NPA boss Shamila Batohi to review all high-profile cases

National director of public prosecutions Shamila Batohi. Picture: ALON SKUY
National director of public prosecutions Shamila Batohi. Picture: ALON SKUY

National director of public prosecutions Shamila Batohi says she is under no illusion that the National Prosecuting Authority (NPA) will come under attack as it gears up to take on those who benefited from looting the state.

Batohi addressed the media on Friday almost four months since she took up the reins at the NPA, an institution which was for more than a decade seen as being politically abused and riven with factionalism.

“We are going to be accused of pursuing persons for political and other motives. And we expect that we will personally be attacked, as well for various reasons. And we hope that when that will happen … that civil society and those that want to fight the good fight will be behind us,” Batohi said.

“It is all about solving the massive corruption problem we have in SA,” Batohi said.

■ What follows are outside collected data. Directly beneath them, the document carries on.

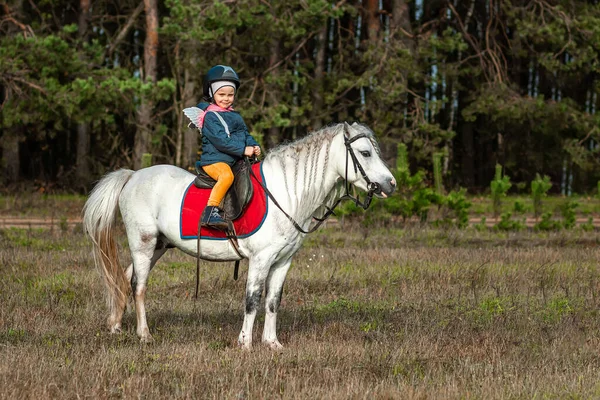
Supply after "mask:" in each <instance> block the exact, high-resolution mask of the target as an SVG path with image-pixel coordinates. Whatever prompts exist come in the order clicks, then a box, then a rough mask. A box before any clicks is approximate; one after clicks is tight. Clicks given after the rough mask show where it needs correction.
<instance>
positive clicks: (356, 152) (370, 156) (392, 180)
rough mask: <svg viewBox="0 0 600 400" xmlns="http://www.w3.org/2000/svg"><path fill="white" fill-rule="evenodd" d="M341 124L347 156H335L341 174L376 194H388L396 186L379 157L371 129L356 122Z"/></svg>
mask: <svg viewBox="0 0 600 400" xmlns="http://www.w3.org/2000/svg"><path fill="white" fill-rule="evenodd" d="M343 125H344V127H343V129H344V135H343V139H344V145H345V149H344V150H345V152H346V156H345V157H339V158H338V160H339V161H338V165H337V169H338V173H339V175H340V177H342V178H345V179H346V180H347V181H348V182H349V183H350V184H352V185H354V186H356V187H358V188H359V189H362V190H364V191H367V192H368V191H372V192H373V193H374V194H375V196H377V197H380V198H385V197H388V196H389V195H391V194H392V193H393V192H394V190H395V189H396V179H394V176H393V175H392V173H391V172H390V170H389V168H388V167H387V166H386V165H385V163H384V162H383V160H382V159H381V151H380V150H379V145H378V144H377V141H376V140H375V135H374V134H373V131H371V130H370V129H369V128H367V127H366V126H365V125H362V124H357V123H356V122H355V123H353V124H352V125H349V124H347V123H346V122H344V124H343Z"/></svg>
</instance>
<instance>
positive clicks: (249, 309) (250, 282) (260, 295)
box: [238, 255, 273, 350]
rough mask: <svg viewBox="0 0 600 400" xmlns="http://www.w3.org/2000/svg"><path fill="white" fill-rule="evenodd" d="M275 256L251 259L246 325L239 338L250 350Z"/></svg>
mask: <svg viewBox="0 0 600 400" xmlns="http://www.w3.org/2000/svg"><path fill="white" fill-rule="evenodd" d="M272 259H273V255H270V256H269V257H266V259H265V258H262V257H260V256H257V257H253V258H251V259H250V264H249V266H248V280H247V281H246V308H245V313H244V323H243V324H242V330H241V332H240V336H239V337H238V344H239V345H240V346H242V347H243V348H245V349H247V350H250V349H251V348H252V328H253V327H254V319H255V318H256V311H257V309H258V306H259V304H260V299H261V297H262V292H263V290H264V287H265V280H266V278H267V274H268V273H269V269H270V267H271V263H272Z"/></svg>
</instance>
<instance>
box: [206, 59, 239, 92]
mask: <svg viewBox="0 0 600 400" xmlns="http://www.w3.org/2000/svg"><path fill="white" fill-rule="evenodd" d="M216 81H229V82H232V83H233V84H234V85H235V91H236V92H237V90H238V88H239V87H240V78H239V76H238V75H237V73H236V72H235V71H234V70H233V68H231V67H229V66H227V65H215V66H214V67H212V68H211V69H209V70H208V72H207V73H206V75H205V76H204V82H203V85H202V89H203V94H204V97H206V98H207V99H210V98H211V97H212V96H211V95H210V90H209V89H210V85H211V83H213V82H216Z"/></svg>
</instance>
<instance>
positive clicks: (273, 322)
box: [262, 257, 292, 350]
mask: <svg viewBox="0 0 600 400" xmlns="http://www.w3.org/2000/svg"><path fill="white" fill-rule="evenodd" d="M291 263H292V258H291V257H290V258H289V259H287V260H285V261H280V262H278V263H276V264H274V265H273V266H272V267H271V270H270V271H269V275H268V277H267V285H266V289H267V290H266V295H265V297H266V298H265V327H264V329H263V337H262V341H263V343H265V344H266V345H267V346H269V347H270V348H271V349H273V350H279V349H282V348H283V346H282V345H281V343H279V340H277V310H278V309H279V303H281V294H282V293H283V284H284V282H285V277H286V276H287V273H288V270H289V269H290V265H291Z"/></svg>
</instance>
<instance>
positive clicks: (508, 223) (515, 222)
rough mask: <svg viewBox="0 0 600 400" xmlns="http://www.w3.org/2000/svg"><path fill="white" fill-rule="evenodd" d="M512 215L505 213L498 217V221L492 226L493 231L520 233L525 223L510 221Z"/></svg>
mask: <svg viewBox="0 0 600 400" xmlns="http://www.w3.org/2000/svg"><path fill="white" fill-rule="evenodd" d="M511 217H512V213H510V212H505V213H502V215H501V216H500V221H499V222H498V223H497V224H496V225H494V229H498V230H501V231H520V230H522V229H524V228H525V223H524V222H522V221H518V220H515V219H511Z"/></svg>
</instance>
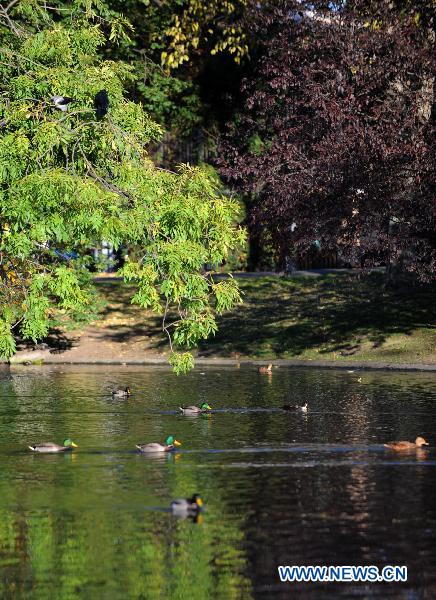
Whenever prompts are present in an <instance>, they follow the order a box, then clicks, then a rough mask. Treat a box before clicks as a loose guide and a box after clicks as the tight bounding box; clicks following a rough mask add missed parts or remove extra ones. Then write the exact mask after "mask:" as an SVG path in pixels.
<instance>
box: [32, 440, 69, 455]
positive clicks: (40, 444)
mask: <svg viewBox="0 0 436 600" xmlns="http://www.w3.org/2000/svg"><path fill="white" fill-rule="evenodd" d="M73 448H77V444H75V443H74V442H73V441H72V440H70V438H65V439H64V442H63V444H62V446H59V444H54V443H53V442H41V443H40V444H31V445H30V446H29V449H30V450H32V451H33V452H46V453H48V452H68V451H69V450H72V449H73Z"/></svg>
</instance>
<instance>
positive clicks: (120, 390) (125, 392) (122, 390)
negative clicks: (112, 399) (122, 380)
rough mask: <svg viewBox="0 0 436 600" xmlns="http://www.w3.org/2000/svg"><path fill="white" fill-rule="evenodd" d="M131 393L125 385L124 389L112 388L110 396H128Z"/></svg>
mask: <svg viewBox="0 0 436 600" xmlns="http://www.w3.org/2000/svg"><path fill="white" fill-rule="evenodd" d="M131 395H132V392H131V391H130V388H129V386H127V387H126V388H125V389H124V390H113V392H112V396H113V397H114V398H128V397H129V396H131Z"/></svg>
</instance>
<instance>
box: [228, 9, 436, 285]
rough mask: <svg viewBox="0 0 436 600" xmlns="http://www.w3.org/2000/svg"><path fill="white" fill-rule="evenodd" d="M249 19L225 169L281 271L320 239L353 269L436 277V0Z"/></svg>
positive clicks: (302, 9) (266, 15) (228, 142)
mask: <svg viewBox="0 0 436 600" xmlns="http://www.w3.org/2000/svg"><path fill="white" fill-rule="evenodd" d="M249 13H250V15H251V21H250V23H249V28H250V30H251V33H252V36H253V39H255V40H256V48H255V51H254V57H255V58H253V64H254V67H253V71H252V75H251V76H250V77H248V78H247V79H246V81H245V82H244V84H243V93H244V98H245V100H244V105H243V108H242V109H241V111H240V113H239V115H238V116H237V118H236V119H235V121H234V123H233V124H232V125H231V126H230V127H229V131H228V134H227V135H226V137H225V138H224V139H223V141H222V144H221V158H220V167H221V172H222V174H223V175H224V176H225V177H226V178H227V179H228V180H229V181H230V182H231V183H232V185H234V186H235V187H236V188H237V189H238V190H239V191H240V192H242V193H243V194H244V195H245V196H246V197H249V198H251V199H252V200H251V216H250V223H251V226H252V227H255V228H257V229H258V231H263V232H264V234H265V232H266V233H267V235H268V236H269V238H270V239H272V240H273V243H274V244H275V246H276V248H277V249H278V255H279V257H281V259H282V260H283V258H284V257H285V256H286V255H292V254H293V253H300V254H301V253H304V251H306V250H307V249H308V248H309V247H310V246H311V244H312V243H313V241H314V240H319V241H320V242H321V245H322V247H323V248H325V249H337V250H339V252H340V254H341V255H342V256H343V257H344V258H345V259H347V260H349V261H350V262H351V263H353V264H365V265H366V266H369V265H376V264H386V263H389V262H394V263H395V262H398V260H404V259H405V261H404V262H405V264H406V266H407V268H408V269H409V270H414V271H416V272H418V274H419V275H420V277H421V278H423V279H428V278H430V277H435V276H436V201H435V192H434V190H435V153H434V150H435V148H434V140H435V138H434V131H435V58H434V56H435V55H434V50H435V31H434V24H433V21H432V19H433V8H432V2H431V0H428V1H426V0H424V1H412V2H408V3H407V4H406V3H399V4H396V5H394V3H393V2H390V3H389V2H382V1H370V2H362V1H360V0H356V1H355V2H346V3H344V4H343V5H335V6H333V5H332V4H331V3H329V4H327V5H326V3H322V4H321V3H317V2H310V3H305V2H299V1H293V0H277V1H270V2H266V3H258V4H254V5H253V6H252V8H251V11H249ZM293 223H295V224H296V226H295V227H293V226H292V225H293Z"/></svg>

She said a number of priorities were identified in her first few months as top prosecutor. These included addressing the NPA’s leadership crisis, getting increased funding for the NPA, reviewing high-profile cases and the NPA’s structure to improve effectiveness.

She said the model should be one that decentralised powers  and a small, specialised and highly skilled capacity in the NPA’s national office to actively give support to prosecutors in the different regions.

This would enhance the independence of the directors of public prosecutions all over the country. She said that in the past too much of the decision-making came from the national office, which “created part of the problem”. She said the National Prosecuting Authority Act was clear that directors of public prosecutions make decisions to prosecute or not, and not the national director of public prosecutions.

The decision to drop graft charges against Mdluli and to institute racketeering charges against Booysen were at the heart of an inquiry into the fitness to hold office of former senior NPA officials Nomgcobo Jiba and Lawrence Mrwebi

Batohi confirmed that the controversial prosecutorial decisions under review included those involving former crime intelligence boss Richard Mdluli and former KwaZulu-Natal Hawks head Johan Booysen.

The decision to drop graft charges against Mdluli and to institute racketeering charges against Booysen were at the heart of an inquiry into the fitness to hold office of former senior NPA officials Nomgcobo Jiba and Lawrence Mrwebi. Both were fired by President Cyril Ramaphosa after they were found not to be fit to hold office by the inquiry. Parliament still has to either confirm Ramaphosa’s decision to fire the pair, or return them to their offices.

Batohi was flanked by advocate Hermione Cronje who will lead the NPA’s new investigating directorate tasked with probing complex corruption cases and those which emanate from the different commissions of inquiry into state capture, the SA Revenue Service and the Public Investment Corporation.

The investigating directorate will have three initial workstreams which will tackle issues such as corruption in the security sector, which includes the criminal justice system, corruption in state-owned enterprises and other high-level public and private-sector corruption. The directorate plans to go after those who benefited from the looting the state and not just the foot soldiers of corruption.

Both Batohi and Cronje emphasised that they were aware of the hunger for prosecutions in SA, but that the NPA had to ensure that the cases were not rushed and that it had solid cases to prosecute.

‘“All I can say to everyone from the president downwards, if we get evidence you will be prosecuted,” Batohi warned.